So your saying you'd be allowed to have headphones in your ears while you're falling asleep???

----------


## Katniss

Brothers yo- take it outside.

----------


## NightSpy2

Lol. Soz.
Just RL mates. xD

----------


## TheModernNinja

Haha....

Lol dunno but maybe while a WBTB I can..then wake up before my mum...

----------


## leightond

If you want an experience of SP learn to astral project. I stopped doing this when it happened to me scared the hell out of me.

----------


## snoop

> I still wish I knew why one would want SP...

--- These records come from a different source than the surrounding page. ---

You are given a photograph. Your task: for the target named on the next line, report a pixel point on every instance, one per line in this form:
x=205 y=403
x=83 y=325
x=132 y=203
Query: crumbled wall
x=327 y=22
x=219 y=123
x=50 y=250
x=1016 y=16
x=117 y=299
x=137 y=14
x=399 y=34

It depends on your perception of the experience.  I enjoy SP too, especially when it's interesting.  By interesting, I usually mean painful or what would otherwise be scary.  It's kind of like riding on a roller coaster--thrilling, but a strong sense of security because there is no danger.  The second time I got SP, it felt as though my bed were tipped backwards 45 degrees (I was laying on my back) with my head on the tipped down side.  Then I felt all of my limbs violently shaking, like they were being ripped from their sockets but in all different directions.  I also felt as though some of my teeth were being wrenched out, I could even taste blood.  The whole time though, I was thinking how cool it was.  I could feel the pain, but it was entirely washed out because I knew it was fake. I was more amazed at how _real_ it felt and how the mind could do such a good job at emulating the experience.

----------


## TheModernNinja

You know whats funny? I still dont know what astral projecting is. lol Ive been so focused on LDing...

----------


## leightond

its an out of body experience that you can teach yourself todo. Sort of like lucid dreaming. I dont recommend unless you study it first. Even then it still might not be safe. I got really freaked out when i almost AP.  Lol

----------


## Katniss

@Snoop. That is really intense like super intense. I understand your point of view, but I think i would have been sooo scared. I just got to get that fear out of the way. The pain would have sent me over the edge as well.

----------


## scorqyon

When I stare too much at an object I usually have this hallucination that the room's color is changing...I get scared, I look away and everything turns back to normal.
This was happening to me often when I was young...I often had weird hallucinations like seeing an 8-bit dog on my coach. Or hands flipping near the door, but those hallucinations lasted like 5 seconds and were very unclear. (almost unobservable sometimes)
The most vivid hallucination I ever had was when my mom appeared right at the door from nowhere. When I went to see what the hell is going on she disappeared. O_O

----------


## TheModernNinja

> its an out of body experience that you can teach yourself todo. Sort of like lucid dreaming. I dont recommend unless you study it first. Even then it still might not be safe. I got really freaked out when i almost AP.  Lol



AP?
K, im gonna start studying it. I love risky stuff  :tongue2:

----------


## Katniss

OMG when I was younger I almost had an OOBE and it scared the he'll out of me^^. Good Luck-

----------


## Crucide

> When I stare too much at an object I usually have this hallucination that the room's color is changing...I get scared, I look away and everything turns back to normal.
> This was happening to me often when I was young...I often had weird hallucinations like seeing an 8-bit dog on my coach. Or hands flipping near the door, but those hallucinations lasted like 5 seconds and were very unclear. (almost unobservable sometimes)
> The most vivid hallucination I ever had was when my mom appeared right at the door from nowhere. When I went to see what the hell is going on she disappeared. O_O



Lol one time I was just watching the hallucinations and one looked like a cat on my bed,I swated at it.
Turned out it was my cat and it attacked me.

----------


## nito89

*At least you know your limits Katniss, thats the first step to pushing them further =]. 
Nito.*

----------


## Katniss

Now those are words of wisdom  ::D: 

Oh and lol with th cat^^

----------


## leightond

> @Snoop. That is really intense like super intense. I understand your point of view, but I think i would have been sooo scared. I just got to get that fear out of the way. The pain would have sent me over the edge as well.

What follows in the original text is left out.